In conclusion, this study confirmed that the postoperative site of anchor insertion in arthroscopic single-row rotator cuff repair with all-suture anchors was located farther from the cortex in patients with higher shoulder BMD and closer to the subcortical bone in patients with lower BMD. On follow-up MRI, no further settling occurred past a certain distance from the cortex, and there was no significant difference in anchor depth or integrity of the rotator cuff tendon based on shoulder BMD. Therefore, minimal settling in the all-suture anchor did not show clinical significance.



中文翻译:

关节镜修复中小型旋转袖套眼泪后的全缝合锚定置。

背景:

全缝合锚越来越多地用于肩袖修复中。但是,关于全缝合锚的微动有争论。

目的:

对患有肩袖撕裂和不同肩骨矿物质密度(BMD)的患者进行肩袖修复,并调查(1)锚位于皮层下的位置;(2)随访期间是否有任何锚定迁移沉降;以及(3)如果结构结果根据肩部BMD而有所不同。

学习规划:

队列研究;证据水平3。

方法:

我们回顾性研究了2015年11月至2018年2月间712例肩袖肌腱修补术的88例经关节镜行单行修复的中小型肩袖撕裂症(年龄[平均±SD],58.8±7.1岁)。纳入标准如下:使用全缝合锚钉;术前肩部骨密度;术前,术后2天和术后10个月进行磁共振成像(MRI)。如果患者接受了开放式肩袖修补术(n = 118),采用双排技术进行了手术(n = 178),使用了非全缝合类型的锚钉(n = 273)进行了手术,则被排除在研究之外,由于伴随二头肌腱扩张术和肩s下肌修复术(n = 29),在大结节以外的部位接受了锚钉插入,术前未接受肩部BMD(n = 15),超过大面积撕裂(n = 6)以及无法进行随访(n = 5)。
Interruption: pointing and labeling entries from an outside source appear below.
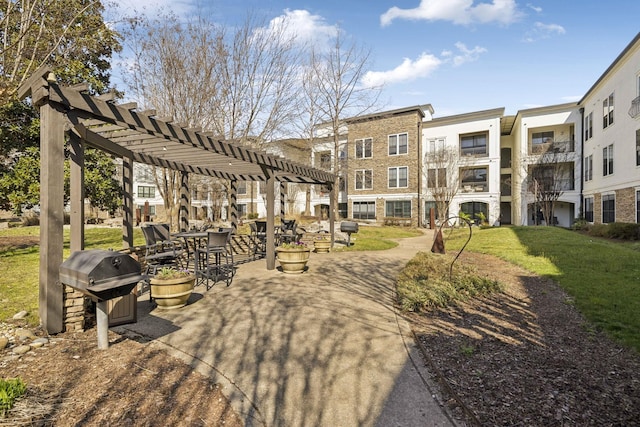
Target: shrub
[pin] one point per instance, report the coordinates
(424, 283)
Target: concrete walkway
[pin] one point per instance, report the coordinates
(324, 348)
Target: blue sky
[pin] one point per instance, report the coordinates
(457, 55)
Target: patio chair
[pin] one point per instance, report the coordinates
(161, 250)
(215, 260)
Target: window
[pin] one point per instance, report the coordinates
(588, 209)
(398, 208)
(475, 210)
(364, 179)
(607, 111)
(398, 177)
(325, 160)
(473, 145)
(588, 168)
(608, 208)
(364, 210)
(505, 184)
(436, 178)
(152, 209)
(363, 148)
(638, 147)
(398, 144)
(588, 126)
(241, 187)
(146, 191)
(607, 160)
(474, 179)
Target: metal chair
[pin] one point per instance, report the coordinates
(215, 261)
(161, 250)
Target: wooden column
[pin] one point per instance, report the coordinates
(183, 215)
(283, 192)
(271, 247)
(127, 203)
(51, 217)
(76, 166)
(233, 207)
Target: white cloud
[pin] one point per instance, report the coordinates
(543, 31)
(407, 71)
(466, 54)
(305, 27)
(537, 9)
(462, 12)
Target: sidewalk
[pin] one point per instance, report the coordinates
(325, 348)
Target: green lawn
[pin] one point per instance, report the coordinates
(19, 268)
(602, 277)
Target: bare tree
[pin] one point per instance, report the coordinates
(442, 177)
(236, 83)
(548, 178)
(336, 89)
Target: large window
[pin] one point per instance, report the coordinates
(474, 179)
(436, 178)
(398, 144)
(363, 148)
(475, 210)
(398, 208)
(473, 145)
(588, 209)
(364, 210)
(607, 111)
(146, 191)
(588, 126)
(364, 179)
(588, 168)
(607, 160)
(398, 177)
(608, 208)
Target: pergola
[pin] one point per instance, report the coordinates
(133, 136)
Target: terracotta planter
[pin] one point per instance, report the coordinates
(322, 246)
(293, 261)
(172, 293)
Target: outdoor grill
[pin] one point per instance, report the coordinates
(349, 227)
(101, 275)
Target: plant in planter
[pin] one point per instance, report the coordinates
(293, 257)
(171, 287)
(322, 244)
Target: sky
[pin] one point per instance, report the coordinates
(460, 56)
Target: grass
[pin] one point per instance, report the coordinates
(602, 277)
(20, 267)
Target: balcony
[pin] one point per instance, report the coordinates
(634, 111)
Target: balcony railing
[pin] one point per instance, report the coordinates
(634, 111)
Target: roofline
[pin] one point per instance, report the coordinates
(483, 114)
(624, 52)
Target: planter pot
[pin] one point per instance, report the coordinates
(322, 246)
(293, 261)
(172, 293)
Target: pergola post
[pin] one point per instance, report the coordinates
(233, 208)
(183, 214)
(271, 207)
(76, 166)
(51, 217)
(283, 192)
(127, 202)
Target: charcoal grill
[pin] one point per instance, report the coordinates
(349, 227)
(101, 275)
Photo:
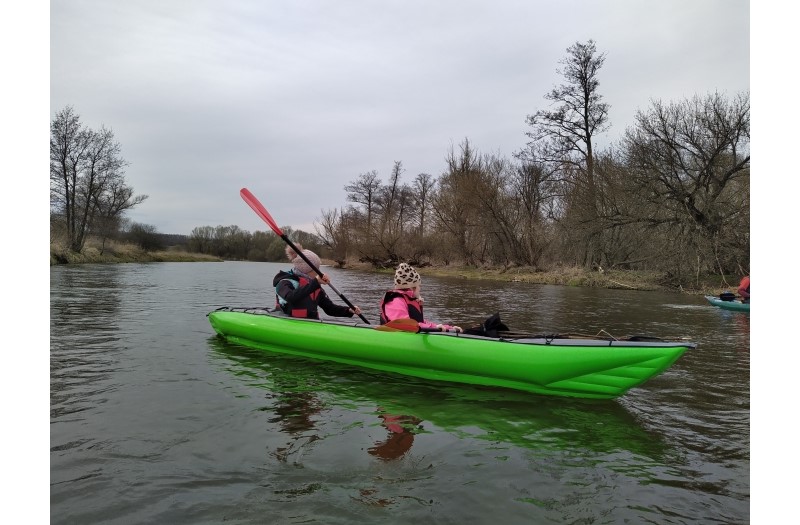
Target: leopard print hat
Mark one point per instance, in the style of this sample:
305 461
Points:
406 277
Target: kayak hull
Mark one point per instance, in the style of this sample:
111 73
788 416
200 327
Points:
736 306
600 369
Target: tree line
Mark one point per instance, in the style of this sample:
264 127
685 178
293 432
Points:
672 196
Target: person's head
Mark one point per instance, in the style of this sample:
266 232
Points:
301 266
406 278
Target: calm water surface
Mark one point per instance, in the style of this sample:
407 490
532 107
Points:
156 420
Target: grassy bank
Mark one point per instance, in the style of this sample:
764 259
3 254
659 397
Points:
113 252
574 276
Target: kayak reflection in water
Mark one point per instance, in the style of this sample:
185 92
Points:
399 439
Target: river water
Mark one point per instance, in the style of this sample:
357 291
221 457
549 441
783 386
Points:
154 419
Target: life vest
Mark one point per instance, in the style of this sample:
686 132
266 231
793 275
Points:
413 305
308 307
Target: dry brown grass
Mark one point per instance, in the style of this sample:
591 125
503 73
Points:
116 252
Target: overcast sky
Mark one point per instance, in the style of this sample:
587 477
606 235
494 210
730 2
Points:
294 100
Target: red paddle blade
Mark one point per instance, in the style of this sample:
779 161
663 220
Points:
259 208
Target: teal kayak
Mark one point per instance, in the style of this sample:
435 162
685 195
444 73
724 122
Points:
559 365
735 305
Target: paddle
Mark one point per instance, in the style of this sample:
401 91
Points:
405 325
262 212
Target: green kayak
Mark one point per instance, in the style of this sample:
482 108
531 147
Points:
560 365
735 305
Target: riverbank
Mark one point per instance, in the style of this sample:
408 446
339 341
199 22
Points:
123 253
575 276
565 276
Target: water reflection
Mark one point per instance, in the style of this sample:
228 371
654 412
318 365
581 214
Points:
84 335
401 430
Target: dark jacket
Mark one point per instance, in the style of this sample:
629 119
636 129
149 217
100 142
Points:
302 296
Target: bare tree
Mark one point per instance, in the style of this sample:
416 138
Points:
364 191
87 184
691 163
422 188
564 136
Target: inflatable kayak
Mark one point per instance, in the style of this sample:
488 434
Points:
735 305
561 365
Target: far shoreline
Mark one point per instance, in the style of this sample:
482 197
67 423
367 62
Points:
563 276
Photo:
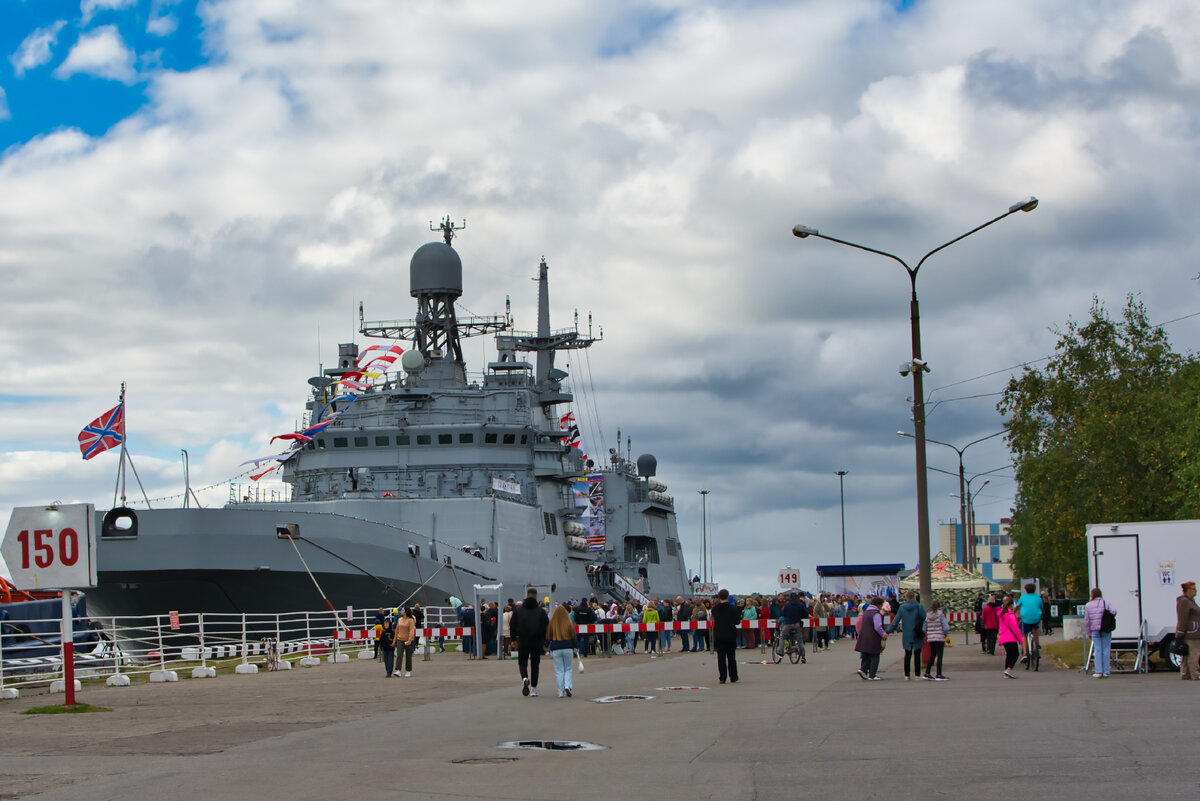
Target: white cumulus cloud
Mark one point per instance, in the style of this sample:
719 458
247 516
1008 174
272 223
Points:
89 7
102 53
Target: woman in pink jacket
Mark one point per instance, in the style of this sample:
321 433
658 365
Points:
1009 636
1102 640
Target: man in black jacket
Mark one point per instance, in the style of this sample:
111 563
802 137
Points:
725 622
528 628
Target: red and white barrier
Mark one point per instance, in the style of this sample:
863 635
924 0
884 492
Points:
750 625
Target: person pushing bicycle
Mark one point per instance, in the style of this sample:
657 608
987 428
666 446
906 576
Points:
1029 609
796 612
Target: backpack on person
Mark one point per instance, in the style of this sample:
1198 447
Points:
1108 621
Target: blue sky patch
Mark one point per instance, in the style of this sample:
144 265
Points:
87 65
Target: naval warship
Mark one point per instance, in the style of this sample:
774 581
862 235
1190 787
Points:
414 485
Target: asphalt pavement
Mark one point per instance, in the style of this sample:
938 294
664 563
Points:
783 732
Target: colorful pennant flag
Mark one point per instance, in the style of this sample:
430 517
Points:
103 433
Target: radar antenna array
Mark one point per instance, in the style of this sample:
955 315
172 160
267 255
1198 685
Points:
448 228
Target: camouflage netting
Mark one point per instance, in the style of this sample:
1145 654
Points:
953 585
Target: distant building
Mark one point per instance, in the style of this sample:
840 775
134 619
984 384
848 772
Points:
994 548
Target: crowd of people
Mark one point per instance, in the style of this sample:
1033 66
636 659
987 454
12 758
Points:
1003 619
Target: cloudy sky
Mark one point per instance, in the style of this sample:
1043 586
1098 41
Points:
196 196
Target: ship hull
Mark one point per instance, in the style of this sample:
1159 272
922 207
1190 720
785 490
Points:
293 556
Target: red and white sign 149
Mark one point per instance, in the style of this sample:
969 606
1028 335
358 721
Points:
51 547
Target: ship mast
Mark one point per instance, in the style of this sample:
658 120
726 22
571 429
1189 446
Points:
436 282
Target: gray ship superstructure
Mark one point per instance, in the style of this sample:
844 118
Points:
417 482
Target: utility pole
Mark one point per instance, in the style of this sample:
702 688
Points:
841 491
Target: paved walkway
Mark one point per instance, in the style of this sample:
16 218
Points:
784 732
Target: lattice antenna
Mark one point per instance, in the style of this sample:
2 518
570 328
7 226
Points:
448 228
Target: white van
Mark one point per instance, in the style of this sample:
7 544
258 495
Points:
1139 567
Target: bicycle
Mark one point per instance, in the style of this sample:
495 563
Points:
1032 651
787 645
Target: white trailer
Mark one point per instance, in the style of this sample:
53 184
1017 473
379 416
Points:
1139 567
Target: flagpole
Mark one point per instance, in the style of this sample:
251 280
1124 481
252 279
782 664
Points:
125 435
118 488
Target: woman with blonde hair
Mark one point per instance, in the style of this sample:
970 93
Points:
561 640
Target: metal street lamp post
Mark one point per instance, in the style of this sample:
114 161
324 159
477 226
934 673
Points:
841 491
965 554
918 367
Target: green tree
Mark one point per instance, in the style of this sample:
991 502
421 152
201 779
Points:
1098 435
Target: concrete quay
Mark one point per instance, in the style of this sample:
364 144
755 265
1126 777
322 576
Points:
783 732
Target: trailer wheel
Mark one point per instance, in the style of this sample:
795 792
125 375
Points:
1174 660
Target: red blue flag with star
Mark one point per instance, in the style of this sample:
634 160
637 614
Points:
103 432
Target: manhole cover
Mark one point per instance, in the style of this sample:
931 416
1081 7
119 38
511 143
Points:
552 745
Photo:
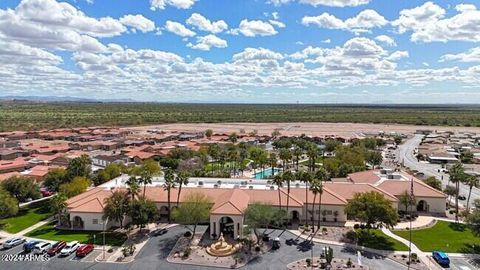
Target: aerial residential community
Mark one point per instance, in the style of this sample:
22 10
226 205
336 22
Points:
252 134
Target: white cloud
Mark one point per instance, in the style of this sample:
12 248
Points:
138 22
255 28
178 29
207 42
386 40
204 24
472 55
428 23
278 24
180 4
331 3
397 55
366 19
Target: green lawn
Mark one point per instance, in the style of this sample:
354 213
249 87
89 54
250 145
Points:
26 217
445 236
378 240
48 232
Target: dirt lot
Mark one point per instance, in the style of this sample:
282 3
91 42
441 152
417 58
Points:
346 130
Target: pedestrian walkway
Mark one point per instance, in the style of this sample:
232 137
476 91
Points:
414 249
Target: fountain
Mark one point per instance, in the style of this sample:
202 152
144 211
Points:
221 248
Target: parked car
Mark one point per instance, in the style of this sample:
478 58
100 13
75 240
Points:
441 258
28 246
83 250
276 243
56 248
70 248
159 232
41 247
13 242
46 193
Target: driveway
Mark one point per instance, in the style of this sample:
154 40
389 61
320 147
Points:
153 255
405 154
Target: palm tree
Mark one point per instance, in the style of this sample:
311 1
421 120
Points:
312 153
181 179
287 177
472 181
145 179
169 184
297 152
285 155
457 175
277 180
132 186
306 178
315 188
272 161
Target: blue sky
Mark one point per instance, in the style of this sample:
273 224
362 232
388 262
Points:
249 51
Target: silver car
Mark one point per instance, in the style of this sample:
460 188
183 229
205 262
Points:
13 242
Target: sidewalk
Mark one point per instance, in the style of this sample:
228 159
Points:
421 255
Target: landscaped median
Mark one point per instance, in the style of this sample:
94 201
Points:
446 236
26 217
49 232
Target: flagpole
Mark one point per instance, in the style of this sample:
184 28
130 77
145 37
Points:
410 230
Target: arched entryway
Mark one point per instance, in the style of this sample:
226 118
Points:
77 222
163 213
227 226
422 206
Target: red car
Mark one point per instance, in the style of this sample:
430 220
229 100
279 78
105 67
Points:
83 250
56 248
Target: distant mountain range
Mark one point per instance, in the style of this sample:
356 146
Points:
60 99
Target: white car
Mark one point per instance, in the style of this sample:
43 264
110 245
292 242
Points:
12 242
41 247
70 248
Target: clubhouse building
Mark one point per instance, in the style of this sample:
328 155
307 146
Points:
231 197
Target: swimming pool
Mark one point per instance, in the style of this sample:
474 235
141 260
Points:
266 173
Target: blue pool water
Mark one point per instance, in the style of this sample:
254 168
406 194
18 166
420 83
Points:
266 173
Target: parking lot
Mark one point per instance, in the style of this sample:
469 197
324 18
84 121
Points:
16 255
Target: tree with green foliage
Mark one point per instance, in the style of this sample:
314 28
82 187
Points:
375 158
208 133
371 208
272 161
473 219
433 182
133 187
116 207
77 186
169 184
181 179
233 137
8 204
467 157
397 139
54 178
142 211
317 189
457 176
471 181
80 166
278 181
58 205
288 177
258 215
406 199
22 188
194 209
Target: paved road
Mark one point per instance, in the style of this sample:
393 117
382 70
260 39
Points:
153 255
405 154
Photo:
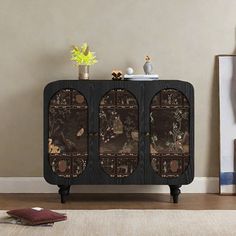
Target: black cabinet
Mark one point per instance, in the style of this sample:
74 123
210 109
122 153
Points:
119 132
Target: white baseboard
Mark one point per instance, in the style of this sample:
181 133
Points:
39 185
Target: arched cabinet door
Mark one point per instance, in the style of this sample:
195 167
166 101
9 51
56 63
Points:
68 133
169 133
118 133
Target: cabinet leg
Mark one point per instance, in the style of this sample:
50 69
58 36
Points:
63 191
174 192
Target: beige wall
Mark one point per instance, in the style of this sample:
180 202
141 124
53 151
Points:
181 36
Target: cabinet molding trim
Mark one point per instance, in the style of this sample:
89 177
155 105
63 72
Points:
38 185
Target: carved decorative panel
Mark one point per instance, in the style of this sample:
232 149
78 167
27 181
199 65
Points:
118 134
169 133
67 142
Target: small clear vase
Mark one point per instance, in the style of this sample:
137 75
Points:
83 72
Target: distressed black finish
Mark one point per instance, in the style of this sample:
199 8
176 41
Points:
143 173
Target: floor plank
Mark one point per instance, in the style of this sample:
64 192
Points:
119 201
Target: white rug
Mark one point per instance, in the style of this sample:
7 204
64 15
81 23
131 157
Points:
133 223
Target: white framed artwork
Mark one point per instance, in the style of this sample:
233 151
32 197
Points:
227 99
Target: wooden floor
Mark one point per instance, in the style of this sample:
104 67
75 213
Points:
118 201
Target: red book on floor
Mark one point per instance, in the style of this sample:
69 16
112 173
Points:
36 216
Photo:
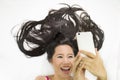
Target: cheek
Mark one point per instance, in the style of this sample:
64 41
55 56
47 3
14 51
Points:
56 62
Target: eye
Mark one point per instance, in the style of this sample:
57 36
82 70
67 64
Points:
70 56
59 57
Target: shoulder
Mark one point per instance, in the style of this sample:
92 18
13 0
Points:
40 78
43 77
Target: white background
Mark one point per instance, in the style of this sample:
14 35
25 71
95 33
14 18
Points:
13 63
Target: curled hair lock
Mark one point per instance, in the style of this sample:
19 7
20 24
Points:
37 35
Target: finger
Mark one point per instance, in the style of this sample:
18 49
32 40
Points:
86 59
81 66
96 51
76 63
77 56
88 54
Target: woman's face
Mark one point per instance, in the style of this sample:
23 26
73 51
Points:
62 60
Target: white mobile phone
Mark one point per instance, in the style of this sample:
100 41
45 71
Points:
85 41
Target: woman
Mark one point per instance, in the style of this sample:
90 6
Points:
35 36
69 65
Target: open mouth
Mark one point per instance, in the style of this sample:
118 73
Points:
65 70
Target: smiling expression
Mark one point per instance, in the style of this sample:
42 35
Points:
62 60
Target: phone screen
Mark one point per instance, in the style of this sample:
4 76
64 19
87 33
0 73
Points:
85 41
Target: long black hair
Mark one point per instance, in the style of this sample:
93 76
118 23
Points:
65 21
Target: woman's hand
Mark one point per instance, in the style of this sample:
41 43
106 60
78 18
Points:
78 70
94 64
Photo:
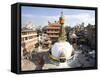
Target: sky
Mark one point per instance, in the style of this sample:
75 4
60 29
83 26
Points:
40 16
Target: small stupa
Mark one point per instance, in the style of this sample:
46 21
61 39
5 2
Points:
62 48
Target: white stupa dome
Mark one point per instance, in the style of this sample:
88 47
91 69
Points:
62 47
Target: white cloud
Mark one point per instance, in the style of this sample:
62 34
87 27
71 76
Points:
71 20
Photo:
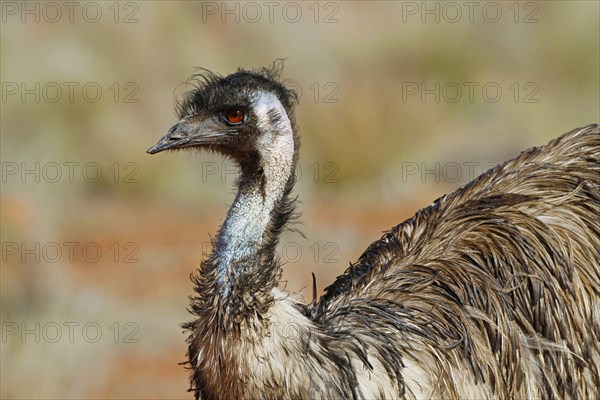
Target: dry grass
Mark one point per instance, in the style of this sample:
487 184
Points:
370 135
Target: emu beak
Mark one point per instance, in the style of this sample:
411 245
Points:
177 136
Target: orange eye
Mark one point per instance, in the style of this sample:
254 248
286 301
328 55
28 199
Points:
235 117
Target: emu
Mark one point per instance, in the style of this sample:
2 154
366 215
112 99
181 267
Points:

在手术过程中压缩全缝合锚钉后,将股线多次拉出,以确保锚钉以适当的张力固定在骨骼上。术前测量骨密度。使用MRI测量锚定深度(DA),锚定沉降和修复的肩袖完整性。患者分为三组:A组(BMD,<0.4 g / cm MRI检查修复的肩袖完整性。患者分为三组:A组(BMD,<0.4 g / cm MRI检查修复的肩袖完整性。患者分为三组:A组(BMD,<0.4 g / cm2 ; n = 31),B组(BMD,0.4-0.6 g / cm 2; n = 32)和C组(BMD,> 0.6 g / cm 2; n = 25)。共有65例患者接受了MRI随访。根据肩袖肌腱完整性,将患者分为足够的厚度组(S组,Sugaya分类等级为II或更低; n = 44)或厚度不足的组(I组,Sugaya分类等级为III或更高; n = 21)。

结果:

在零时MRI上,各组之间的DA差异显着(A组为3.62±2.02 mm; B组为5.18±2.13 mm; C组为6.30±3.34 mm)(P = .001)。在零时点BMD较高的患者,DA较深(r = 0.374;P = .001),但在后续MRI检查中(平均,手术后10.3个月),DA没有差异。在后续的MRI检查中,锚定点趋于随着零时差DA的增加而增大(r = 0.769;P <.001)。各组之间的锚定沉降差异显着(A组为1.33±1.08 mm; B组为2.78±1.99 mm; C组为3.81±2.19 mm)(P= .001)。各组中具有足够厚度的患者比例没有统计学差异(A组为70.8%; B组为72.7%; C组为57.9%)(P = .550)。

结论:

总之,这项研究证实,在使用全缝合锚钉的关节镜单行肩袖修复中,锚钉插入的术后位置距肩高BMD的患者离皮质较远,而距骨密度低的患者更靠近皮质下骨。在后续的MRI检查中,在距皮质一定距离处没有进一步的沉降,并且基于肩部BMD的锚固深度或肩袖肌腱的完整性也没有显着差异。因此,在全缝合锚中的最小沉降没有显示出临床意义。